8. Modifier 78 - Unplanned Return to the Operating/Procedure Room by the Same Physician Following Initial Procedure for a Related Procedure During the Postoperative Period: This modifier is used when a patient needs to return to the operating room for a related procedure during the postoperative period.

9. Modifier 79 - Unrelated Procedure or Service by the Same Physician During the Postoperative Period: This modifier is used when a procedure performed during the postoperative period is unrelated to the original procedure.

10. Modifier 80 - Assistant Surgeon: This modifier is used when an assistant surgeon is required for the procedure.

11. Modifier 81 - Minimum Assistant Surgeon: This modifier is used when a minimum assistant surgeon is required for the procedure.

12. Modifier 82 - Assistant Surgeon (when qualified resident surgeon not available): This modifier is used when an assistant surgeon is necessary due to the unavailability of a qualified resident surgeon.

These modifiers help provide additional information about the circumstances under which the procedure was performed, ensuring accurate billing and reimbursement.

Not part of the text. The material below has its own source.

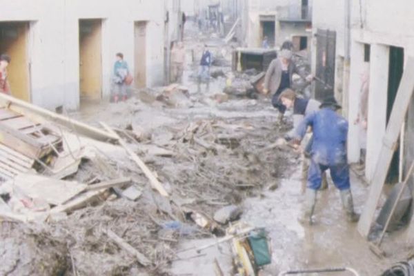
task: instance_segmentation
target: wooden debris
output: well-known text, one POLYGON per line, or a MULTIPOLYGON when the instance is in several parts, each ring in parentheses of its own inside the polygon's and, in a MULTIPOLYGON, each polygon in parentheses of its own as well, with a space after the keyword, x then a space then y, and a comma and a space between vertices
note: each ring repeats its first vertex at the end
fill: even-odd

Always verify payer-specific guidelines, as modifier usage can vary.

CPT Code 35511 Medicare Reimbursement

The CPT code 35511 is subject to reimbursement considerations under Medicare, specifically through the Medicare Physician Fee Schedule (MPFS). Whether this code is reimbursed by Medicare depends on several factors, including its inclusion in the MPFS and the specific policies of the Medicare Administrative Contractor (MAC) that governs the region where the service is provided.

The MPFS is a comprehensive listing of fees used by Medicare to reimburse physicians and other healthcare providers for services rendered. Each year, the Centers for Medicare & Medicaid Services (CMS) updates the MPFS, which includes the relative value units (RVUs) assigned to each CPT code. These RVUs are used to calculate the reimbursement rate for services covered under Medicare Part B.

Additionally, MACs play a crucial role in determining the reimbursement of specific CPT codes like 35511. MACs are private health insurers that have been awarded a geographic jurisdiction to process Medicare Part A and Part B medical claims or Durable Medical Equipment (DME) claims for Medicare Fee-For-Service (FFS) beneficiaries. They have the authority to establish local coverage determinations (LCDs) that specify the conditions under which a service is considered medically necessary and, therefore, reimbursable.

To determine if CPT code 35511 is reimbursed by Medicare, healthcare providers should consult the current MPFS for the assigned RVUs and payment rates. They should also review any relevant LCDs issued by their regional MAC to ensure compliance with coverage criteria. This dual approach ensures that providers are informed about both national and local reimbursement policies affecting the CPT code in question.